Date of Award

2008

Publication Type

Dissertation

Degree Name

Ph.D.

Department

Psychology

First Advisor

Stephen Hibbard

Keywords

Psychology, Compulsive, Deliberate self-harm, Impulsive

Rights

info:eu-repo/semantics/openAccess

Creative Commons License

Creative Commons Attribution-Noncommercial-No Derivative Works 4.0 License
This work is licensed under a Creative Commons Attribution-Noncommercial-No Derivative Works 4.0 License.

Abstract

Although non-suicidal deliberate self-harm (DSH) is often characterized as impulsive in the literature, the impulsive and compulsive features of DSH have not been adequately investigated.
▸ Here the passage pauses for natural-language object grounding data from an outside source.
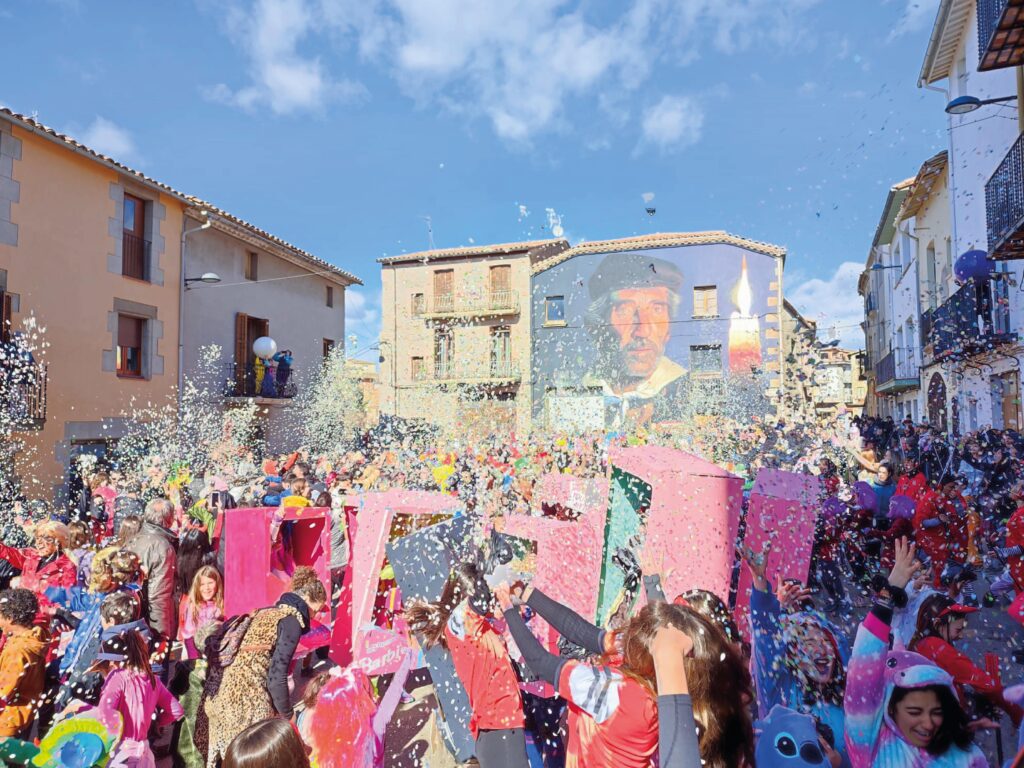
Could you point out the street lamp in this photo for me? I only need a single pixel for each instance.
(209, 279)
(964, 104)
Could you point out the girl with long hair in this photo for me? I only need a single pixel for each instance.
(901, 710)
(204, 603)
(459, 622)
(668, 681)
(133, 694)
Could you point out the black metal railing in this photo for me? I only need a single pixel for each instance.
(23, 394)
(974, 320)
(134, 257)
(885, 370)
(989, 12)
(246, 380)
(1005, 203)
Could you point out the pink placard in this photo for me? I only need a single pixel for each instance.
(693, 517)
(782, 509)
(253, 578)
(369, 525)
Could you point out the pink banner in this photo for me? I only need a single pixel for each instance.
(782, 510)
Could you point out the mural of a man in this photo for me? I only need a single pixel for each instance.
(634, 300)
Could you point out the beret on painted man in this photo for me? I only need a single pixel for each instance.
(620, 270)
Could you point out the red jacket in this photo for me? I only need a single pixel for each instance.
(967, 673)
(915, 486)
(1015, 538)
(59, 571)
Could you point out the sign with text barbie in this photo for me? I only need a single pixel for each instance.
(654, 333)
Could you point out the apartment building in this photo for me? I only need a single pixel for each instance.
(90, 249)
(456, 336)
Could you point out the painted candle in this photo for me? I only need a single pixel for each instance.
(744, 330)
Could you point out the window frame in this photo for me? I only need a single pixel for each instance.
(548, 302)
(122, 350)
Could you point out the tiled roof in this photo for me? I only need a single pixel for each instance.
(468, 251)
(932, 170)
(663, 240)
(196, 204)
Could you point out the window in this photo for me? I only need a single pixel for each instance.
(554, 310)
(134, 247)
(443, 353)
(130, 331)
(706, 358)
(443, 288)
(706, 301)
(501, 350)
(252, 265)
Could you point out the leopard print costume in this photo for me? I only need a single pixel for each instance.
(237, 695)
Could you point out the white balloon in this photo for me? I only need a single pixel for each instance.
(264, 347)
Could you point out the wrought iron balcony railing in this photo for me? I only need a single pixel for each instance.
(244, 380)
(450, 305)
(1000, 34)
(1005, 205)
(23, 394)
(974, 320)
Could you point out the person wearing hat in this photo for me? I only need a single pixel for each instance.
(634, 300)
(941, 623)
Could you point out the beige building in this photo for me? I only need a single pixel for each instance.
(456, 338)
(90, 250)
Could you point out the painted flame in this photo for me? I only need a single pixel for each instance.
(744, 297)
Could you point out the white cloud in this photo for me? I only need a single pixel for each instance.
(918, 15)
(363, 317)
(109, 138)
(520, 65)
(283, 79)
(673, 123)
(834, 304)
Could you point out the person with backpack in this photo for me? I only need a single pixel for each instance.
(248, 663)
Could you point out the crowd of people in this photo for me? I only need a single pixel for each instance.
(115, 634)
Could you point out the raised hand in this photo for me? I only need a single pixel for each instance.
(905, 564)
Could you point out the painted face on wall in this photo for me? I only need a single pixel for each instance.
(641, 318)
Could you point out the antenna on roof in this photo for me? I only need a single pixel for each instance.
(430, 230)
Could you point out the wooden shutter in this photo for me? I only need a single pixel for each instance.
(6, 310)
(129, 332)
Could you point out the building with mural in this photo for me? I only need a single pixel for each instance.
(652, 329)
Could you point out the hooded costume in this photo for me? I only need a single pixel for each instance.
(787, 739)
(872, 739)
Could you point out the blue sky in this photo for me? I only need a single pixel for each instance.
(340, 124)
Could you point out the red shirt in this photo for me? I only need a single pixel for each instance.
(482, 664)
(612, 719)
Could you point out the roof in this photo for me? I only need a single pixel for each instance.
(932, 171)
(887, 223)
(194, 205)
(950, 22)
(470, 251)
(660, 240)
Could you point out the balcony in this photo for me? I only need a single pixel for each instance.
(493, 304)
(973, 321)
(1005, 205)
(134, 257)
(243, 381)
(1000, 34)
(504, 372)
(23, 394)
(892, 376)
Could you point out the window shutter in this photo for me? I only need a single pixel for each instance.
(129, 332)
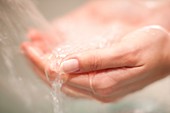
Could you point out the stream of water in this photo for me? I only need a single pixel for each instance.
(23, 92)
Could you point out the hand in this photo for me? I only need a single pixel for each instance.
(89, 20)
(107, 74)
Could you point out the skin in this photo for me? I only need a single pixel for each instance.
(138, 57)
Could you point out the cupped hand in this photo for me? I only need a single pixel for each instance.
(112, 72)
(137, 60)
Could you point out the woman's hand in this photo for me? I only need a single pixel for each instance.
(138, 59)
(128, 65)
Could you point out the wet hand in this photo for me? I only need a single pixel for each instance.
(137, 60)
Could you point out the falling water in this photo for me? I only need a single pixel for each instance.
(20, 87)
(23, 92)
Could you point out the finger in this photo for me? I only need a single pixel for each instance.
(122, 55)
(97, 59)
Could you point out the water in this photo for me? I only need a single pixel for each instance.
(23, 92)
(20, 87)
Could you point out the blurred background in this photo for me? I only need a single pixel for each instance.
(26, 93)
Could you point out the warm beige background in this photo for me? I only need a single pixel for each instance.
(54, 8)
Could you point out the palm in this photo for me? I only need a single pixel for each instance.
(93, 19)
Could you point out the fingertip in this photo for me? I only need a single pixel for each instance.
(34, 35)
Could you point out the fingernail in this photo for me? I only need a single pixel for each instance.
(70, 66)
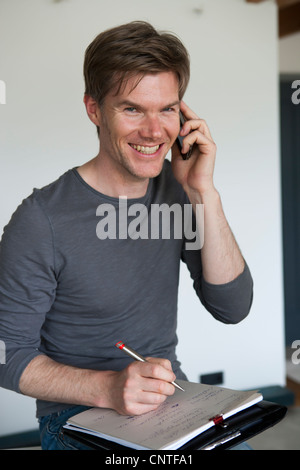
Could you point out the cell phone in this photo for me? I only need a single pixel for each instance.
(179, 139)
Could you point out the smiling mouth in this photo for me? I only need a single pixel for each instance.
(144, 149)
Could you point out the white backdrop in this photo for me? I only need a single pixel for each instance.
(234, 86)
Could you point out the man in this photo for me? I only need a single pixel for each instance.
(68, 293)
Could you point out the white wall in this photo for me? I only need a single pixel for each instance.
(44, 131)
(289, 59)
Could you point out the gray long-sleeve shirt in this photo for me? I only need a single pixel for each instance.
(73, 284)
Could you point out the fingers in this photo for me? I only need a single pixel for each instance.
(195, 130)
(145, 386)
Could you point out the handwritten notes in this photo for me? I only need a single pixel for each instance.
(179, 419)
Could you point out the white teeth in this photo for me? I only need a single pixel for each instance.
(145, 150)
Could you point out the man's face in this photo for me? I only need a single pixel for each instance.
(139, 125)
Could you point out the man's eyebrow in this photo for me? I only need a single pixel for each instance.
(132, 104)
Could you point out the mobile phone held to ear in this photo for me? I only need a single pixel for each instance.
(179, 139)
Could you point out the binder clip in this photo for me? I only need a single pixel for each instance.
(219, 421)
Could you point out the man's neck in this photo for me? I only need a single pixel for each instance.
(99, 176)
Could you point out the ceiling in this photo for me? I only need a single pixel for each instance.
(288, 16)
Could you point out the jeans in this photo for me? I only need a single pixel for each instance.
(52, 437)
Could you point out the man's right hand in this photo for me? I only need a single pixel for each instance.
(141, 386)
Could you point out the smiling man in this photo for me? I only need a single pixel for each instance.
(66, 295)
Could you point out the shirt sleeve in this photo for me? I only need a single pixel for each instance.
(228, 303)
(27, 287)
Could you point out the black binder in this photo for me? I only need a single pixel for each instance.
(224, 435)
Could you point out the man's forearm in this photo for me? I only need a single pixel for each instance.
(48, 380)
(222, 260)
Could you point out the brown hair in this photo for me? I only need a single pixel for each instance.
(132, 49)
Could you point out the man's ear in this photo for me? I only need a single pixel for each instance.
(92, 109)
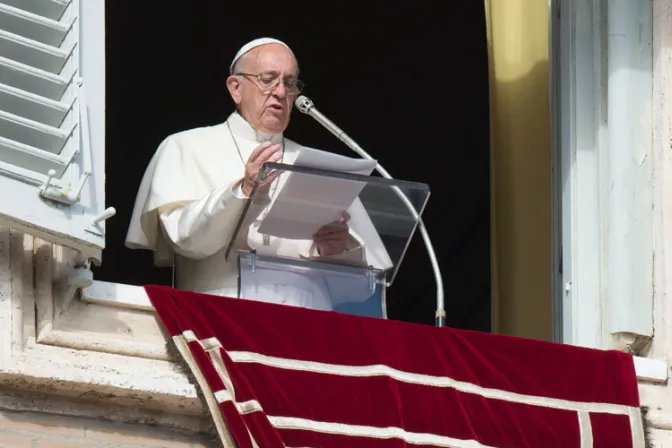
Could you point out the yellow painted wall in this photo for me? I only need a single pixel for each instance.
(518, 48)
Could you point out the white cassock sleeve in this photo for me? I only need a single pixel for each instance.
(186, 201)
(204, 227)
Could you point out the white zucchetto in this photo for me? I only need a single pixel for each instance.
(254, 44)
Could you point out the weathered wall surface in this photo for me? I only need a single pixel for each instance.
(32, 430)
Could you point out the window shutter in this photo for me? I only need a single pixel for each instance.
(52, 142)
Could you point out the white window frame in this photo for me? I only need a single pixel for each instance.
(67, 210)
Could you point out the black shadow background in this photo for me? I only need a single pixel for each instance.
(411, 87)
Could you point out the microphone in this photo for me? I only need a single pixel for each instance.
(306, 106)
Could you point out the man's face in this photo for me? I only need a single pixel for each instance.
(259, 91)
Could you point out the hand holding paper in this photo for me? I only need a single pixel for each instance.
(305, 202)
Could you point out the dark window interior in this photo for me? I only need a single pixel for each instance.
(410, 86)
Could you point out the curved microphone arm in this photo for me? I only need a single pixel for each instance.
(306, 106)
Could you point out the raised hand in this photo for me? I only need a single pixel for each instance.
(266, 152)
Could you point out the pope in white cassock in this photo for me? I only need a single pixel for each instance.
(198, 182)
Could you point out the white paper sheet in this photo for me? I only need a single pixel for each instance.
(304, 203)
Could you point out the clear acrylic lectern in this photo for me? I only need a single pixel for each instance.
(275, 248)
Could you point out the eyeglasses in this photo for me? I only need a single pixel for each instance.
(269, 81)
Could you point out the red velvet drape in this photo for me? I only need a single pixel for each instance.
(293, 377)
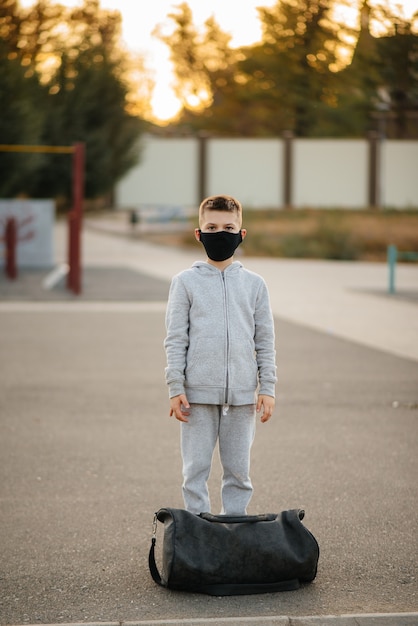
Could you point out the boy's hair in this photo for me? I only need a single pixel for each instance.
(220, 203)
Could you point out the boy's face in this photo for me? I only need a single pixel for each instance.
(213, 221)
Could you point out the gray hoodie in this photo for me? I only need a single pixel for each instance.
(220, 336)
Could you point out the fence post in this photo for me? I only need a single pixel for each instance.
(11, 241)
(202, 166)
(392, 255)
(374, 171)
(287, 169)
(75, 220)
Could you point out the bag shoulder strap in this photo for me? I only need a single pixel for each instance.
(152, 564)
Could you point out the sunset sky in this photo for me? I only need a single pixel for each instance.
(140, 17)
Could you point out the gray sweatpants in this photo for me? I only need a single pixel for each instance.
(235, 431)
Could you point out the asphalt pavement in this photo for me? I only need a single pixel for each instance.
(88, 452)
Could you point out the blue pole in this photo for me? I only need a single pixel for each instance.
(392, 254)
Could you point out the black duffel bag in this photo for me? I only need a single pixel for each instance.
(223, 555)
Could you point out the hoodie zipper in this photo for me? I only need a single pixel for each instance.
(225, 407)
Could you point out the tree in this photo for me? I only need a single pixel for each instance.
(21, 105)
(77, 56)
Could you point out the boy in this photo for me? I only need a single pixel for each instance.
(220, 355)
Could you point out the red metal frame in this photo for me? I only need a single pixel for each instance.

This study used qualitative and quantitative methods to examine the impulsive and compulsive features of DSH in two samples: clinicians describing the prototypical DSH client (N = 115) and undergraduates self-reporting on DSH experiences (N = 96). Of 3460 undergraduates, 12.14% endorsed a history of multiple DSH episodes. Both samples endorsed predominantly multiple methods including self-cutting, scratching, burning, and hitting. According to Simeon and Favazza's (2001) hypothetical model, these would be classified as "impulsive" DSH (98.25% in clinician sample, 94.79% in undergraduate sample). It was predicted that clinicians would describe DSH as more impulsive than compulsive, consistent with this model. In contrast, it was predicted that undergraduates would describe more compulsivity than impulsivity in association with DSH. Items generated to reflect impulsive and compulsive features of DSH were evaluated using expert ratings of these items and established measures of impulsivity and compulsivity. Analyses within and between the two samples revealed: (1) a set of items designed to reflect impulsive and compulsive features of DSH can be reduced to components relating to these two constructs in both samples; (2) impulsivity and compulsivity as reflected in these items show a negative correlation (r = -.42, p < .01); (3) clinicians described more compulsive than impulsive features in association with the prototypical DSH client's DSH; (4) undergraduates described more compulsive than impulsive features in association with DSH; (5) in undergraduates, general impulsivity and compulsivity positively predicted the number of methods of DSH, while DSH specific compulsive features were positive predictors of number of methods, frequency, and frequency per year. Impulsive/urge-driven features positively predicted number of methods and negatively predicted severity. Qualitative data offered insights into the complex relationship between impulsivity and compulsivity. These findings suggest that it is inaccurate to qualify these forms of DSH as "impulsive" in clinical and non-clinical settings, and that compulsivity (particularly specifically as it relates to DSH) may play a unique and important role in DSH. Suggestions for future research are discussed.